O parlamentar indignado assumiu que o governo tem dificuldades e problemas, mas que usar desse tipo de artifícios para querer imputar culpa aonde não existe, não será aceito e que a partir desse momento irá trazer para o plenário os fatos, como os que aconteceram no governo do PMDB de Eduardo Braga.

“Eu vou dizer um fato. Na Avenida Brasil, na entrada da Ponte Rio Negro tem uma Escola de Tempo Integral chamada Áurea Braga, com auditório, piscina, refeitório, ginásio coberto. Uma escola muito linda e em frente a escola tem quatro ferros retorcidos, que era um monumento em homenagem a ponte Rio Negro, custou mais caro que a escola. Isso foi construído no governo do Eduardo Braga, que está sendo processado porque uma escola custou mais barato que aqueles ferros retorcidos.
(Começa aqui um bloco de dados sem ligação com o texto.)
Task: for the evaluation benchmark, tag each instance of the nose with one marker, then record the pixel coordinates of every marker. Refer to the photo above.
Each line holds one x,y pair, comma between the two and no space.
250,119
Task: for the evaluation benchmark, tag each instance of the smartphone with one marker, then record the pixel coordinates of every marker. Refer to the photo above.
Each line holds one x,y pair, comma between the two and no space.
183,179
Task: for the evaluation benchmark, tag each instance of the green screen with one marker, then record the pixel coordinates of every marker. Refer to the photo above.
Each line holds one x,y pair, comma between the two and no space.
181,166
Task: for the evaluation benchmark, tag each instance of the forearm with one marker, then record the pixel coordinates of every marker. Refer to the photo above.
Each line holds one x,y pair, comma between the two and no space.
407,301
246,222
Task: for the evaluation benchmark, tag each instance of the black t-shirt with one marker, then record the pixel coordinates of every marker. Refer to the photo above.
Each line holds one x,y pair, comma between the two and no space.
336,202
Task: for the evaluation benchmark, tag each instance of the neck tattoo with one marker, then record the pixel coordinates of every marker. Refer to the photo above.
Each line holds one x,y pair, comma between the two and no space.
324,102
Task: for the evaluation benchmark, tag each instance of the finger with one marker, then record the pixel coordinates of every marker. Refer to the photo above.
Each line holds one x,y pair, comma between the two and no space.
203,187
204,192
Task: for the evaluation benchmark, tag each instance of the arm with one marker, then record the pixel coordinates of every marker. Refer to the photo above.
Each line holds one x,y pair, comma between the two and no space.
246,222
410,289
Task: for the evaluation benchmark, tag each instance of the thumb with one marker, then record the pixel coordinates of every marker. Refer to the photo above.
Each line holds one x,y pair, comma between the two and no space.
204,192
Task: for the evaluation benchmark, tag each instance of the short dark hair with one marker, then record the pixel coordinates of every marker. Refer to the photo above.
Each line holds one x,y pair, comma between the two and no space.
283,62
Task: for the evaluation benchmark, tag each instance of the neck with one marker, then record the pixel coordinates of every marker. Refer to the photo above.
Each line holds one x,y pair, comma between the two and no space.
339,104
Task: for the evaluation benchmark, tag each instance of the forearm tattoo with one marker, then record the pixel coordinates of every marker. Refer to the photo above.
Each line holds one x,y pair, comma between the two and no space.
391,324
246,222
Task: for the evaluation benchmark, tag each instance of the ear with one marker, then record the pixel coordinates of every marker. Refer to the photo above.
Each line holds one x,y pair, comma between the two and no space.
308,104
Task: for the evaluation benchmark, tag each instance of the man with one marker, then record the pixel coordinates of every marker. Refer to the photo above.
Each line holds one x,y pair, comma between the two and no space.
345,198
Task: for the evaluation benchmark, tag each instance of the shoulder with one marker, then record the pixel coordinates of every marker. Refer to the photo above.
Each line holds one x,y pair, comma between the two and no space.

Aí “eu” venho para a tribuna para falar de uma alimentação que não foi servida na polícia, na Cicom, só para querer o protagonismo”, disse.

Almeida ao final informou que apesar de todos os problemas e dificuldades, o governo está resolvendo a situação dos policiais civis e militares do Estado com relação à alimentação. “O governo está estudando uma maneira de repassar esses valores que hoje são pagos a uma empresa alimentícia para o policial, seja direto no salário ou através de ticket para que ele possa fazer sua alimentação em casa da melhor maneira possível”, finalizou.